At present there are uncountable tablets and smart phones in the market. Whatever may be the size of your budget you will find a moderately satisfying tablet or smart phone for nonstop web browsing, working and playing games. The trend of tablets started with the very popular iPad and now other leading brands like Samsung have come up with a wide range of tablets for their clients with varying needs. With the advent of tablets and big sized smart phones, laptops and PCs have lost their importance. Lenovo is a brand which has always been identified with good quality professional and personal laptops and computers. Though the thriving and growing market for tablets influenced the launch of the IdeaPad 13, it gets nowhere closer to the gorgeous and efficient iPad or Samsung Galaxy Tabs. Following are some reasons why the IdeaPad 13 fails to cut the deal.
You tablets started really convert it
HP, Dell, and Sony have come up with some really splendid convertible models of laptop. The Lenovo IdeaPad 13 boasts of being a convertible but it is not one. The display of this laptop can move and rotate 360 degrees but cannot be detached from the base.
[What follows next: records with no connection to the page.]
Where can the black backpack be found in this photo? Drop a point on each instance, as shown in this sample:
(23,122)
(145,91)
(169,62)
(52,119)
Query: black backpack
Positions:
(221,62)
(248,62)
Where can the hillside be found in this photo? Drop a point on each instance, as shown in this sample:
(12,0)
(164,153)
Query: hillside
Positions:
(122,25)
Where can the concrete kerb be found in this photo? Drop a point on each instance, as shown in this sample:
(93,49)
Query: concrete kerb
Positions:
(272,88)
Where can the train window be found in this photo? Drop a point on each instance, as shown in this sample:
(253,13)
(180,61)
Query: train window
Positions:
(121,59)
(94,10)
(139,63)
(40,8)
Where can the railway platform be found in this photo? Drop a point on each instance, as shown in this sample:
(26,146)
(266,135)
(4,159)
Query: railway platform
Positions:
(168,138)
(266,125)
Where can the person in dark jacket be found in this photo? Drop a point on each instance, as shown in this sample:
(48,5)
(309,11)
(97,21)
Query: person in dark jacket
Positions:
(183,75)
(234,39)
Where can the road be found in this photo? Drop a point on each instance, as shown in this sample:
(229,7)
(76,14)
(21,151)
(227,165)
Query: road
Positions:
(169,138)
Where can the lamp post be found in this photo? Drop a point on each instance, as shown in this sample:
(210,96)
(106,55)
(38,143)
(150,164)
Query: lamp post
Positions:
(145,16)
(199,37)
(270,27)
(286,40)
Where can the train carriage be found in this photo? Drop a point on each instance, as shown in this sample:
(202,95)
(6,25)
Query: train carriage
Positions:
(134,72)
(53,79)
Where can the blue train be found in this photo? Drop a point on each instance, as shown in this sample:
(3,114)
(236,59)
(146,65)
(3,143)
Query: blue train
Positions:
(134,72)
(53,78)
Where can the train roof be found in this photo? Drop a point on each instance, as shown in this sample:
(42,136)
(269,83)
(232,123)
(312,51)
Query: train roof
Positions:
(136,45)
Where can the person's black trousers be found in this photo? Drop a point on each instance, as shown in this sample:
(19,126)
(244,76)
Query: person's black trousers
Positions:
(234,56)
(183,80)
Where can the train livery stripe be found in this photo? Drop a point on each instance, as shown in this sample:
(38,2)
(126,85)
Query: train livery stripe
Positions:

A laptop can only be called a convertible if the display can be detached and used like a hand held tablet. The usefulness of the rotating display is questionable.
The 1.5 Kg IdeaPad is not portable. Seriously who would like to carry around such a heavy device? Its screen is 13.3 inches long. Instead of a good quality tablet user, you will look clumsy trying to maneuver this heavy baby.
Bad quality of display and ineffective touchscreen
The 1080p HD display of good quality tablets is missing and the PPI density is unsatisfactory. As a laptop, it functions all right but as a tablet the quality of picture drops. The touchscreen fails to read your touch commands often.
Small storage and I/O ports are missing
It is not really a tablet and not as flexible as it claims to be; and, on top of that, the IdeaPad provides a meager storage space of 128GB. It has only two functional USB ports where other laptops provide at least four.
Disappointing performance and bad keyboard
Despite being so costly, the IdeaPad doesn’t have a smooth track-pad. Consumers have faced problems like low battery life and overheating from the very beginning. Many a times it fails to connect with the Wi-Fi. The concave keys are not helpful for high speed typing and the smaller size of Shift and Backspace keys make typing tougher.